Deadly Aortic Disease Difficult For Doctors To Detect

June 15, 2005

GAINESVILLE, Fla. — Aortic disease kills nearly 15,000 people in the United States each year, but the rarity and complexity of this deadly disorder make accurately diagnosing it difficult for doctors in the health-care trenches, University of Florida researchers have found.

UF surgeons who specialize in treating the disease studied the charts of 100 patients who were transferred to Shands at UF medical center with suspected aortic ailments and found that about one-quarter of them initially had been misdiagnosed, delaying treatment for some and sending others into the operating room needlessly.

The study, which appears this month in The Annals of Thoracic Surgery, suggests many doctors who do not routinely treat aortic disease have difficulty distinguishing between the two most common culprits, an aortic aneurysm and an aortic dissection. An aneurysm is a bulge in the aorta that can rupture, while a dissection is a sudden tear in the arterial wall. “Three’s Company” star John Ritter died in 2003 after suffering an aortic dissection, drawing national attention to aortic disease.

But even a slight variance in diagnosis can mean the difference between medical treatment and emergency surgery, said Dr. Thomas Beaver, a UF assistant professor of cardiovascular and thoracic surgery and the study’s lead author.

“When you start talking about doing major thoracic aortic surgery on somebody, you really want to be sure what you’re doing and where it started,” he said. “For people who aren’t as familiar with it, it can be more challenging. There are subtle nuances.”

According to the National Center for Health Statistics, 14,746 people died in 2002 from either an aortic dissection or aneurysm, but most community doctors are not exposed to these disorders often enough to discern the subtleties between them, Beaver said. At Shands, where many patients are referred for aortic disease treatment, thoracic surgeons perform nearly 200 aortic procedures a year.

Increased education in medical schools and more continuing education for practicing physicians could improve how doctors diagnose aortic disease, the researchers suggest.

Prior to beginning their research, the surgeons had noticed about 30 percent of the aortic cases they received from hospitals came to them with inaccurate diagnoses, Beaver said. After Ritter’s death, the surgeons decided to find out why.

Twenty-four of the 100 cases UF researchers studied had discrepancies in transferring and final diagnoses, and half of these contained initial misinterpretations of radiology tests and scans, the findings show. One patient who was rushed in for emergency surgery to repair an aortic dissection actually had a normal aorta that appeared as if it were ripping on a scan because of an imaging fluke called a pulsation artifact. The aorta moves so fast during a scan it may look like the arterial wall is tearing when it is fine, something a radiologist unfamiliar with the phenomenon may not realize, Beaver said.

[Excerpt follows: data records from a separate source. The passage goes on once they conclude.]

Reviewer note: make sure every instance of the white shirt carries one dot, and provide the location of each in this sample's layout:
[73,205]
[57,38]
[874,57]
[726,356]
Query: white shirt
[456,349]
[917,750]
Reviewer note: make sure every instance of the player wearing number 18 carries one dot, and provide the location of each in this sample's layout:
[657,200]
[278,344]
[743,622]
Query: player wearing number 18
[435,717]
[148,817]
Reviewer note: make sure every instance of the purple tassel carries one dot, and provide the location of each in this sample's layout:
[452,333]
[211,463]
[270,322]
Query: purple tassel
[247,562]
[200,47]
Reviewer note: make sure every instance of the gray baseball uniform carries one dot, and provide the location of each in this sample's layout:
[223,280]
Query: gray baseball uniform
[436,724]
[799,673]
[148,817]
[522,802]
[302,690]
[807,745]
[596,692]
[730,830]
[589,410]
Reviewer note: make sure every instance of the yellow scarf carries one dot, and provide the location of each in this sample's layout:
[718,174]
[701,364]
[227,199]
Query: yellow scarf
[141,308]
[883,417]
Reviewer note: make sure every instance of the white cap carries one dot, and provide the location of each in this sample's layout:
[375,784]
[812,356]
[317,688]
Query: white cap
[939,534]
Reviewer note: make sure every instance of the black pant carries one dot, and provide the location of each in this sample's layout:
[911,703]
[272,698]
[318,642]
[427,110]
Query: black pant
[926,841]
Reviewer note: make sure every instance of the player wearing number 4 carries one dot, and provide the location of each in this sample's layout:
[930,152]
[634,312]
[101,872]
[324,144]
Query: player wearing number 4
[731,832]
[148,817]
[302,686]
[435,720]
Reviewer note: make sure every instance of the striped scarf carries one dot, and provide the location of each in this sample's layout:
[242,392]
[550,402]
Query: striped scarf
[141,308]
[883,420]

But like other physicians, radiologists at a typical hospital don’t see aortic dissections too often, said Dr. Tomas Martin, a UF associate professor of thoracic and cardiovascular surgery.

“The difficulty is it is an infrequent disease,” he said. “It’s not a common problem.”

Diagnosing aortic disease also can be difficult because patients complain of “nondescript symptoms,” such as chest pains, said Dr. Scott LeMaire, an associate professor of cardiothoracic surgery at the Baylor College of Medicine in Texas. Among 100,000 patients complaining of chest pains, three may have an aortic dissection, LeMaire said, so it’s not the first thing a doctor may consider.

But while a patient may be able to live with an aortic aneurysm for years, a dissection requires emergency surgery if it occurs in the part of the aorta near the heart, he said.

“The outcome (of the surgery) is better than it used to be, but it is still a fairly risky surgery,” LeMaire said. “Dissection is an event. There’s no real way of predicting it.”

Genetics could be the best indicator right now for preventing and treating aortic disease before an aortic tear or rupture, Martin said. People with relatives who have had aortic aneurysms or dissections should be examined for signs of the disease.

“It’s a curable disease,” Martin said. “And it’s much better treated on an elective basis than on an emergency basis.”